The risk that new variants of the coronavirus may undermine the effectiveness of existing vaccines adds urgency to the need to diversify production and rapidly increase global vaccine supply and vaccination coverage.
EU should require corporations to openly share know-how
“The EU’s strategy for European and global access to COVID-19 vaccines has so far focused on increasing European production of vaccines, while ignoring the significant potential to increase manufacturing capacity outside the EU,” said Dimitri Eynikel, EU Policy Advisor for MSF’s Access Campaign.
“The more vaccines that are globally available, the faster this pandemic may end, which is also in the EU’s interest. Today, where we have vaccine supply that doesn’t meet global demands, we need to ensure that frontline healthcare workers and high-risk groups across the globe are urgently prioritised for vaccination.”
The world is stuck in a zero-sum approach to vaccine access, but it doesn’t have to be this way.
The EU should require corporations to openly share the technology and know-how of all vaccine technologies, including mRNA vaccines.

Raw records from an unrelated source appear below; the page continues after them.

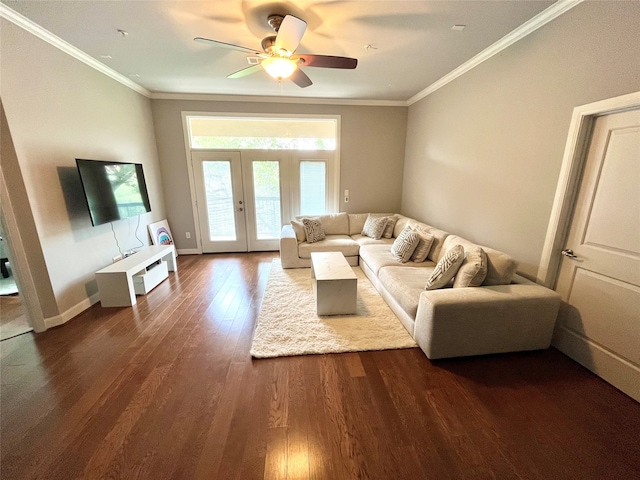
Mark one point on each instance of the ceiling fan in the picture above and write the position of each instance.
(278, 56)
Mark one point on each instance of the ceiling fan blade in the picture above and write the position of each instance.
(300, 78)
(290, 33)
(326, 61)
(245, 71)
(208, 41)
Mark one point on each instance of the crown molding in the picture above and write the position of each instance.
(264, 99)
(36, 30)
(519, 33)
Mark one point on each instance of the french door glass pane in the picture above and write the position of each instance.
(266, 188)
(219, 193)
(313, 194)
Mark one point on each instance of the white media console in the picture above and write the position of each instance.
(139, 273)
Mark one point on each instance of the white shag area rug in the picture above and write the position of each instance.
(289, 325)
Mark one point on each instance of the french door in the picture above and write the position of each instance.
(241, 199)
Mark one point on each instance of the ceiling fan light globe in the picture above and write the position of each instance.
(278, 67)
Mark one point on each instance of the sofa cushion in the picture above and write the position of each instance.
(401, 222)
(331, 243)
(424, 245)
(298, 228)
(379, 255)
(357, 220)
(374, 227)
(473, 270)
(405, 244)
(439, 236)
(391, 223)
(332, 223)
(362, 240)
(405, 284)
(500, 266)
(446, 268)
(313, 229)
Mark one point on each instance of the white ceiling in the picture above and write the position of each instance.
(412, 43)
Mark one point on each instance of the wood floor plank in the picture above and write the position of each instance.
(167, 390)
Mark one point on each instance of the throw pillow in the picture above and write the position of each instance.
(446, 268)
(388, 229)
(404, 245)
(473, 270)
(313, 229)
(374, 227)
(424, 245)
(298, 228)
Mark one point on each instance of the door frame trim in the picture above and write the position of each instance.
(573, 160)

Significantly simpler to produce than traditional vaccines, mRNA vaccines can also be manufactured at relatively low cost and are easier to adapt to new viral variants. Thermostable versions are also currently being developed.
If technology and know-how are shared globally, even manufacturers without prior expertise in vaccine production could be able to produce them in six months, as was done by BioNTech and a manufacturing site acquired from Novartis in Marburg, Germany.
Stop blocking the IP waiver proposal at the WTO
In addition, the EU should stop blocking the IP waiver proposal at the WTO.
“It’s time for EU leaders to recognise that when it comes to emerging from this pandemic, the only solution is a global solution. EU leaders have now twice considered waiving intellectual property rights to help address the supply challenges in the EU but continue to deny the option for other countries by blocking the monopoly waiver proposal at the WTO,” said Yuanqiong Hu, Senior Legal and Policy Advisor, MSF Access Campaign.
“The EU must take action now and be part of the solution to boost the global supply of COVID-19 vaccines by not blocking the monopoly waiver at the WTO, removing all intellectual property barriers, and urgently mandating companies to share COVID-19 vaccine technology and know-how with manufacturers in low- and middle-income countries.”
The waiver offers an important legal option to open up opportunities for governments and companies to collaborate and share technology, production and supply capacity without solely relying on companies’ voluntary actions, which could ultimately help boost global supplies.
Today’s global supply constraints have been created by a system that has allowed pharmaceutical corporations to have control over the world’s production, supply and distribution of COVID-19 vaccines.
Additional steps are needed to ensure there is sufficient and sustainable supply to meet the global demands by leveraging the full capacity to produce and supply, especially in low- and middle- income countries.